Comble de l’ironie, le temps joue la montre. Le temps, c’est de l’urgent.

Sollicitez également auprès des enquêteurs des réquisitions pour examen auprès des Unités-Médico-Judiciaires (médical et retentissement psychologique) et prenez rendez-vous auprès dudit service compétent.

Ces démarches paraissent aisées mais c’est sans compter la réalité du terrain.

A l’heure où les médias valorisent les formations accrues des policiers et gendarmes pour recevoir la parole des victimes, issues des réflexions du grenelle des violences conjugales, cela ne semble pas avoir déteint sur les autres sujets.

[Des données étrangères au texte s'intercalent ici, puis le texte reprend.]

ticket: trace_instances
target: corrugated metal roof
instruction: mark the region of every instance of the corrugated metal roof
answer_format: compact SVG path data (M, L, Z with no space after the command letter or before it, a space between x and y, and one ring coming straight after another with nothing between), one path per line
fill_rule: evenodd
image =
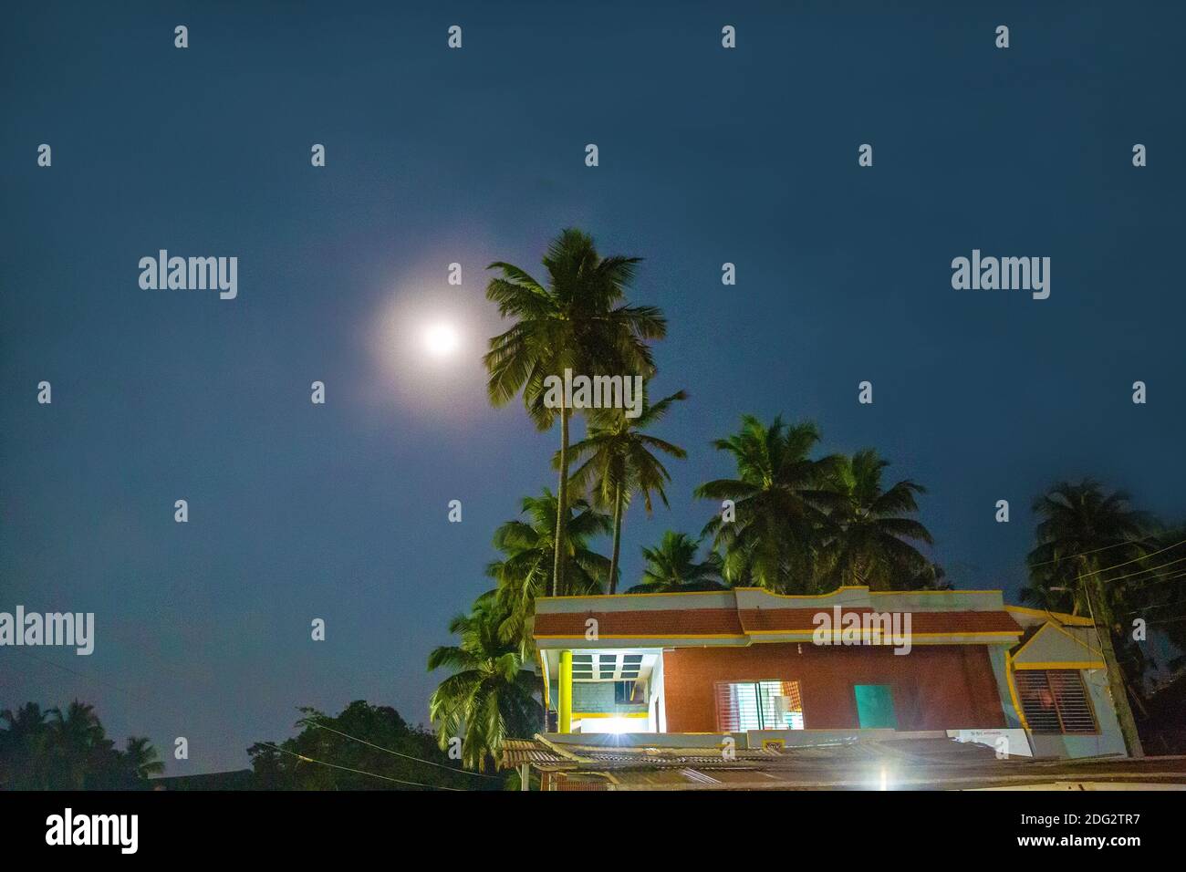
M1186 758L997 759L993 749L945 738L859 739L785 750L737 750L568 744L547 737L511 740L503 766L529 763L557 777L599 774L607 790L981 789L1073 781L1186 785ZM582 778L584 781L584 778Z

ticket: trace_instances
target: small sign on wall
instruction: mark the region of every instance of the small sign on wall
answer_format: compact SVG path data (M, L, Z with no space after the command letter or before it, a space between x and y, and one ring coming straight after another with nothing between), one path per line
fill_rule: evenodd
M1033 757L1029 737L1025 730L948 730L948 738L956 741L973 741L988 745L1000 759L1007 757Z

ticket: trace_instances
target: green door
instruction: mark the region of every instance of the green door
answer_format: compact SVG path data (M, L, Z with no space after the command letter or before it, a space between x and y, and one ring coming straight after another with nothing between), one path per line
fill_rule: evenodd
M856 692L856 717L862 728L898 728L890 685L853 685L853 689Z

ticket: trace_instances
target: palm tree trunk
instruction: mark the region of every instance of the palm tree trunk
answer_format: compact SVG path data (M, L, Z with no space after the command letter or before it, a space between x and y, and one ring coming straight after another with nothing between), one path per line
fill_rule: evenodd
M618 554L621 553L621 514L623 503L621 485L619 484L613 495L613 556L610 558L610 593L618 592Z
M556 488L556 559L551 565L551 596L565 590L565 522L568 520L568 409L560 393L560 485Z

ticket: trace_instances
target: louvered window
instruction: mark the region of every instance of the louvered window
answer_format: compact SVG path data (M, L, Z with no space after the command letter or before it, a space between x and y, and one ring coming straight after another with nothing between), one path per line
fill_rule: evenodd
M1097 733L1088 688L1077 669L1019 669L1021 711L1035 733Z
M799 682L718 682L716 723L725 733L802 730L803 699L799 695Z

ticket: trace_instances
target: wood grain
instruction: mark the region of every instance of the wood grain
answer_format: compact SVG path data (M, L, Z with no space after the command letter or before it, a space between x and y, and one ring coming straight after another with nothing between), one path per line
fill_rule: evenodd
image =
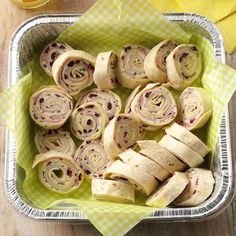
M50 3L37 10L17 8L9 0L1 0L0 4L0 92L6 87L8 45L12 33L26 19L42 13L83 13L95 0L51 0ZM236 57L227 57L227 62L236 68ZM236 106L233 97L231 108ZM236 147L236 114L232 114L230 122L233 130L232 142ZM235 131L234 131L235 130ZM4 129L0 124L0 143L4 137ZM2 236L75 236L100 235L92 225L71 225L59 223L43 223L26 218L13 209L4 193L4 147L0 147L0 235ZM146 223L138 224L127 235L158 235L158 236L233 236L236 234L235 211L236 199L218 217L198 223Z

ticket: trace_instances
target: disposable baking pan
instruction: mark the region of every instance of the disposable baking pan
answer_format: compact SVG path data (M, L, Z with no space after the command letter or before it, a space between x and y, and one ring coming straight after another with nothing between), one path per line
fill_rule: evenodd
M165 15L169 20L180 24L182 28L194 31L209 39L214 47L215 59L225 63L222 36L216 26L208 19L191 13ZM41 15L23 23L10 41L8 86L20 79L21 69L35 54L35 49L43 48L46 43L55 39L63 29L76 22L80 16L77 14ZM216 216L228 206L233 197L235 184L229 114L229 108L226 108L214 157L213 172L216 184L212 196L197 207L159 209L145 218L144 221L200 221ZM15 149L13 134L6 129L5 190L16 210L39 220L88 222L88 218L72 206L68 209L64 207L58 210L44 210L31 203L22 191L24 171L17 165Z

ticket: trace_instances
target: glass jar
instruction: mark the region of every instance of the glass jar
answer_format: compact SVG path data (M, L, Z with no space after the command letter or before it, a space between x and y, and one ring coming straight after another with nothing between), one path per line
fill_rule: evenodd
M41 7L50 0L11 0L11 1L21 8L32 9Z

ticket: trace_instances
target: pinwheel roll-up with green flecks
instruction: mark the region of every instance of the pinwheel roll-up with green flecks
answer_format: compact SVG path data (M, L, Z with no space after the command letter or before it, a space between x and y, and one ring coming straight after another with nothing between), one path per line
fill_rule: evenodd
M93 79L99 89L114 89L117 86L117 59L113 51L98 54Z
M71 131L80 140L98 139L107 121L107 114L102 106L97 103L84 103L71 114Z
M199 166L204 162L197 152L168 134L162 137L159 144L190 167Z
M104 172L105 179L117 180L131 184L138 191L147 196L159 185L159 182L150 174L142 172L133 166L117 160Z
M120 113L121 100L120 97L111 90L92 89L80 95L75 107L79 107L84 103L97 103L102 106L107 113L108 119L111 120L115 115Z
M63 126L72 110L72 98L56 86L44 87L30 98L31 118L45 129L57 129Z
M110 179L93 179L92 195L97 200L103 201L135 202L135 191L132 185Z
M177 47L172 40L165 40L157 44L148 53L144 60L144 70L147 77L153 82L167 82L166 58Z
M166 59L170 86L176 90L188 87L201 73L202 59L193 44L181 44Z
M87 52L71 50L60 55L52 66L57 86L74 96L93 83L95 58Z
M163 208L172 203L185 189L189 180L184 173L175 172L166 182L148 197L146 205Z
M210 170L191 168L185 172L189 184L174 201L177 206L197 206L212 193L215 180Z
M66 43L52 42L49 43L41 53L40 56L40 65L43 70L49 75L52 76L52 66L55 60L64 52L73 50L71 46Z
M50 151L36 155L32 168L36 166L40 182L53 192L70 193L84 179L83 171L75 160L61 152Z
M100 140L84 141L74 155L75 161L84 171L88 180L102 178L110 160Z
M75 143L68 131L60 129L40 129L34 142L40 153L48 151L57 151L73 156L75 153Z
M188 130L203 127L212 114L212 103L206 91L199 87L186 88L178 102L178 123Z
M131 148L125 150L119 154L119 158L126 164L133 166L137 170L148 173L160 181L164 181L170 175L166 169L164 169L157 162L145 157L144 155L135 152Z
M141 135L142 126L132 116L116 115L103 133L105 152L110 159L116 159L119 153L133 147Z
M207 145L204 144L196 135L175 122L166 126L165 131L170 136L189 146L201 157L205 157L206 154L210 152L210 149L207 147Z
M131 103L133 116L144 125L161 128L177 116L175 100L169 90L159 84L148 84Z
M118 60L118 80L126 88L133 89L149 82L144 72L144 59L149 49L140 45L124 46Z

Manque d’empathie du gardien de la paix chargé de prendre les plaintes ; Plainte refusée au motif que l’infraction ne serait pas caractérisée, au détriment de l’article 15-3 du Code de procédure pénale.

Il est désormais connu que le management des effectifs de police par la mise en place d’objectifs, visant à lutter contre la délinquance, a engendré une manipulation des chiffres (report systématique au mois suivant de l’enregistrement des faits dès lors que l’objectif chiffré est atteint ; dissimulation de certains faits qui n’ont jamais été reportés etc.) pour avoir la critique facile sur l’inertie alléguée des gouvernements précédents.

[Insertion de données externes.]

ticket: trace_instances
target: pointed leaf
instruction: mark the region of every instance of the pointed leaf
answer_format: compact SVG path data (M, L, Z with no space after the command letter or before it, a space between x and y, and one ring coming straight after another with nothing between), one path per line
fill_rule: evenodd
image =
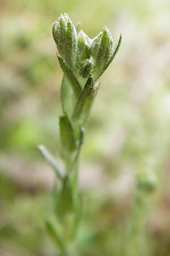
M73 110L74 97L70 84L65 76L62 79L61 93L62 111L70 117Z
M57 245L57 247L60 249L62 253L63 253L63 255L65 255L66 251L65 249L65 245L63 242L63 240L57 233L54 225L50 221L46 220L45 227L49 237L53 241L56 245Z
M95 96L95 87L92 76L90 75L75 105L73 119L84 124ZM82 124L82 123L81 123Z
M71 85L73 90L77 97L79 96L82 92L82 88L76 78L73 75L73 73L71 69L69 68L68 65L66 64L63 59L61 57L60 54L57 54L57 57L59 61L60 67L61 67L67 81L70 83Z
M44 146L40 145L38 146L38 148L46 163L48 163L52 167L55 172L55 174L56 174L56 176L60 180L61 180L61 172L58 167L57 161L56 160L54 157L45 148Z
M120 48L120 46L121 46L121 42L122 42L122 34L121 34L120 35L120 37L119 37L118 41L117 43L116 44L116 46L115 46L115 47L114 47L114 50L113 50L113 52L112 57L111 57L111 58L110 58L109 61L109 62L107 63L107 64L105 66L105 67L104 67L104 69L103 69L103 72L100 74L100 75L97 77L97 79L95 80L95 81L96 81L96 80L97 80L101 76L101 75L103 74L103 73L104 72L104 71L108 68L108 66L110 65L110 64L111 63L111 62L112 61L112 60L113 60L113 59L114 58L115 56L116 56L116 54L117 53L117 52L118 52L118 50L119 50L119 48Z

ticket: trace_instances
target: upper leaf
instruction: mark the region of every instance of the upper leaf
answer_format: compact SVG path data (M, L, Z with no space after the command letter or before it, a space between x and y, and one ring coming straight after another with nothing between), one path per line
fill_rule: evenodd
M61 14L53 24L53 35L59 53L70 67L75 62L76 32L67 14Z

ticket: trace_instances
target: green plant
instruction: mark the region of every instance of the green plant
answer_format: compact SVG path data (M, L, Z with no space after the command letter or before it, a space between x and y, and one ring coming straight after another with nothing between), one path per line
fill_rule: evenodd
M118 52L121 35L115 47L111 34L104 26L90 39L78 23L76 30L66 14L53 25L57 58L64 73L61 85L63 113L59 118L61 155L63 170L44 146L39 147L45 160L56 174L54 205L60 223L46 221L50 237L61 255L69 255L82 215L82 200L78 188L78 159L84 127L99 87L99 79Z

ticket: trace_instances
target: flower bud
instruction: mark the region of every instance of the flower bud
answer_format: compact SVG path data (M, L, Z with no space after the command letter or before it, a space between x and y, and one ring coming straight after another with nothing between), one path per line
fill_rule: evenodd
M67 14L61 14L53 24L53 35L58 53L67 64L71 67L75 64L76 30Z
M92 61L87 59L80 69L79 75L83 79L87 79L91 72L91 68Z
M78 34L76 49L76 60L80 65L82 61L90 58L90 39L84 32L81 30Z
M94 38L91 46L91 53L94 60L96 76L107 67L113 52L113 39L106 26Z

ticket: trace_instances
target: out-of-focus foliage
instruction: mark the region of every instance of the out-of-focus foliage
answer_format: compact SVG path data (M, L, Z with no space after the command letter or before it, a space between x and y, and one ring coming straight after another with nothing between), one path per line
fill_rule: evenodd
M103 24L115 42L123 35L87 127L79 182L83 221L70 251L168 256L169 1L0 5L0 255L56 255L44 224L52 214L54 177L36 147L45 144L58 155L62 73L51 28L66 12L91 38Z

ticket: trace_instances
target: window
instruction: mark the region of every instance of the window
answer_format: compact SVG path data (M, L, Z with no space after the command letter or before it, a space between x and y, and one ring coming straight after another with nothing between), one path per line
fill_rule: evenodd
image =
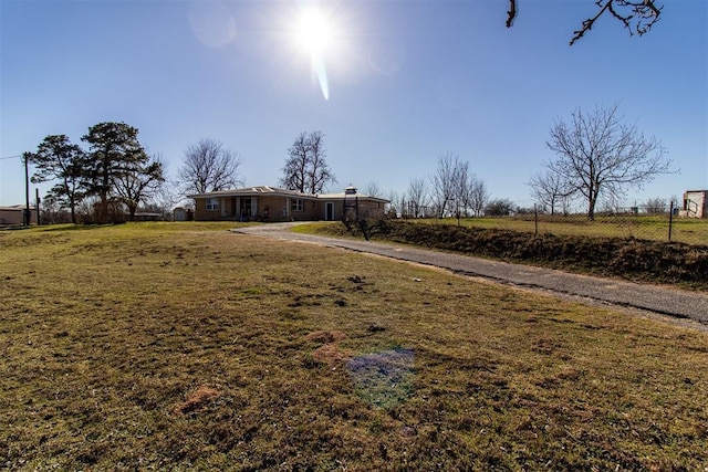
M219 209L219 199L218 198L208 198L207 199L207 211L217 211Z
M241 216L251 217L253 214L253 200L251 197L241 198Z
M305 202L301 198L293 198L290 200L290 209L292 211L305 211Z

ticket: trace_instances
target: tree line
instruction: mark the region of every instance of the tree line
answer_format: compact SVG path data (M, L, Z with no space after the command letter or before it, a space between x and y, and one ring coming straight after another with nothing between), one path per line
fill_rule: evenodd
M34 166L32 182L53 181L44 195L45 213L69 210L72 223L114 222L124 213L133 220L138 207L155 208L163 197L173 207L188 195L242 186L242 159L222 143L201 138L185 150L177 180L168 182L160 155L148 155L138 129L125 123L91 126L81 137L85 147L66 135L49 135L23 159ZM288 149L280 185L304 193L320 193L336 178L326 162L324 134L300 134ZM167 187L167 185L171 187ZM168 210L170 210L169 208Z
M50 135L37 151L24 158L34 164L34 182L55 181L46 193L46 204L70 210L76 222L76 208L90 202L92 221L108 222L121 207L133 219L140 204L148 204L165 192L165 162L149 156L138 140L137 128L125 123L91 126L81 140L72 144L65 135ZM642 188L659 174L670 172L670 159L656 137L645 137L636 125L627 124L618 106L577 108L570 120L555 119L546 148L554 157L542 164L528 186L542 211L565 211L573 200L582 200L593 219L601 198L618 198L629 188ZM242 186L243 161L222 143L202 138L187 147L178 180L167 193L178 199ZM303 193L321 193L336 177L326 161L324 134L301 133L288 148L279 185ZM381 197L375 183L366 193ZM486 182L468 161L454 153L440 155L427 178L414 178L400 196L392 192L391 213L410 218L467 218L503 216L514 210L509 199L491 199ZM175 201L173 199L171 201ZM653 207L657 202L652 202Z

Ainsi, face à une telle adversité, se faire assister d’un avocat devrait s’inscrire comme un réflexe incontournable : relancer entre autres l’enquêteur, se rapprocher du Procureur de la République, informer le Maire, ses adjoints et le Préfet de police.

La sérialité de ces faits cause un réel préjudice aux victimes, au-delà même du vol matériel.

Des vomissements, des maux de tête, des hématomes, de l’anxiété, des troubles du sommeil, une agoraphobie peut se développer. Aucun symptôme ne doit être ignoré mais au contraire révélé.

Si votre agresseur est interpelé, il sera placé en garde à vue pendant un délai maximum de 48 heures avec une possibilité de déferrement à l’issue et un renvoi devant le tribunal correctionnel pour comparution immédiate, CRPC ou pour l’ouverture d’une information judiciaire avec débat sur les mesures de sûreté.

Jusqu’à l’audience, vous pourrez vous constituer partie civile et demander des dommages et intérêts en caractérisant chaque poste de préjudice documenté par tout moyen.

Il faut obéir à la loi et se défendre.